In another part of the same city, the crazed chemist had prepared a huge vat of clear molten plastic. He shoved his wife into it, drowning her and sealing her in the goop as it solidified. She was fixed in the posture of thrashing, her legs apart, her mouth choked open.

You said you never wanted to grow old. Now you'll be young forever!

The justice of it, the morality of it, the desperate husbands pushed over the edge; but I stared at the women's bodies, their tortured corpses, still beautiful in tight bathing suits.

“Andy?”

Evelyn's voice on top of the pictures made me flustered. I shut the comic book.

“Brought you some fudge.”

She stuck her arm through the tent flap, with a small brown paper bag, three squares of flat crumbly fudge.

“How did you get over here?”

“Through the hole in your fence.”

After she went away I heard her talking to herself, something she wanted me to hear, but it was only a meaningless murmur to me. Later I saw the missing pickets.

The next day just before dark she came again, saying, ‘Anybody home?”

“I don't want any fudge.”

“Didn't bring you any.” She put her face through the parted flap of the pup tent. “Can I come in?”

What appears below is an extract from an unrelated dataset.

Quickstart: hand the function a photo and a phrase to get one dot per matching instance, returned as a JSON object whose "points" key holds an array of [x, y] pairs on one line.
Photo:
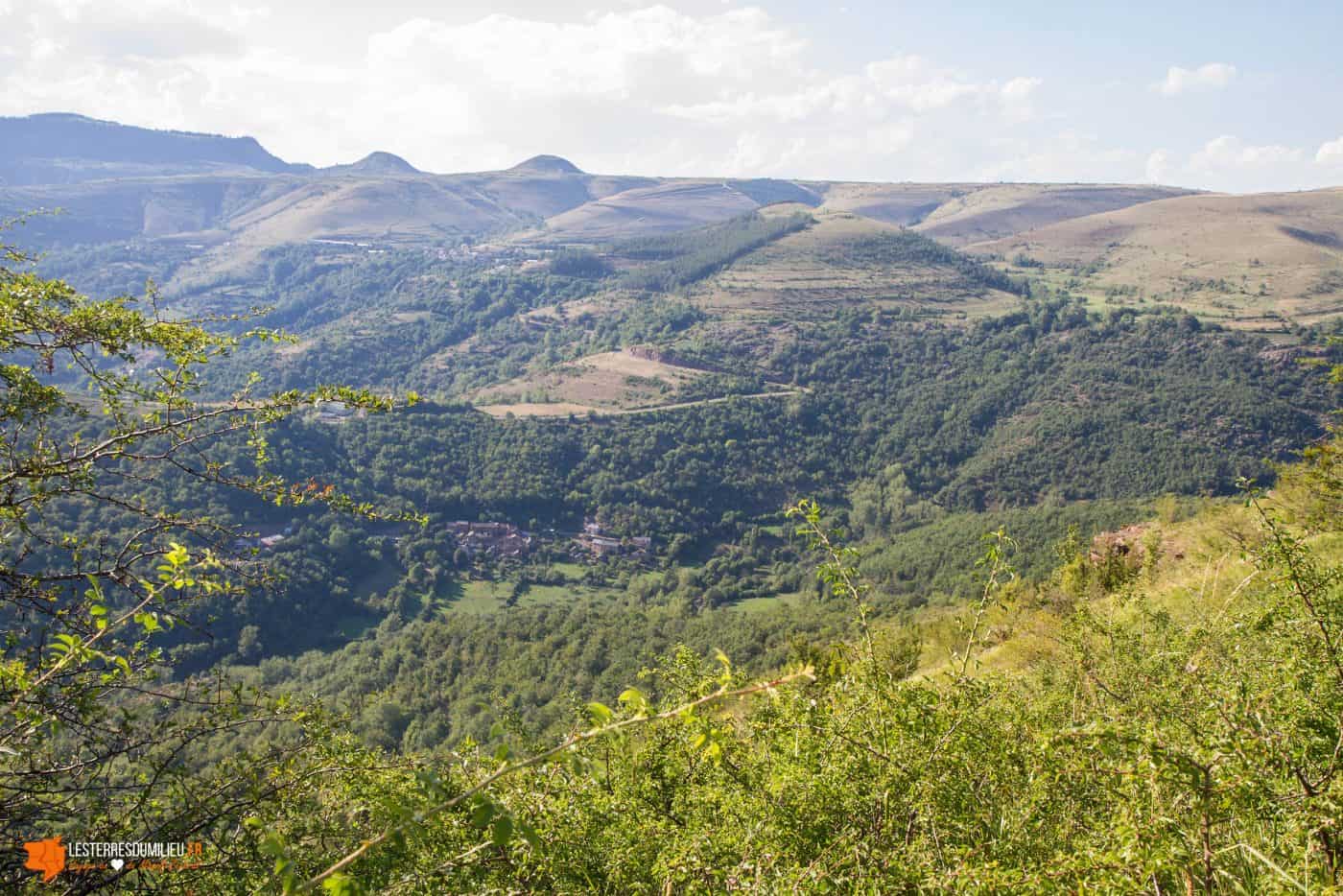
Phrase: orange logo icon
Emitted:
{"points": [[46, 856]]}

She was on her hands and knees in the grass, her face forward, her hair damp, and dampness on her face.

“I guess so.”

She duck-walked into the tent, knelt for a moment, then sat down on the ground sheet, her pleated skirt riding up her thighs. She smelled of soap and bubble gum. She wore her hair in braids, a ribbon at each end, and twirled one braid with a stubby finger. With her other hand she gave me a wrapped piece of Dubble Bubble.

Chewing the gum and unfolding and smoothing the small wax-paper rectangle of jokes that was wrapped with the gum, I pretended to read it. But all the while I was glancing at her skirt and her legs, her pretty lips, her smooth cheeks, her small shoes and white socks.

She was daintily dressed and so clean, with a slight film of sweat on her face from the summer heat. Her blouse and the socks were pure white, and there were a few crumbs of dirt on her knees.

I was lying on my side and was both eager and fearful of her lying next to me.

“What's that supposed to be for?”

She meant the army flashlight. “So I can read after dark.”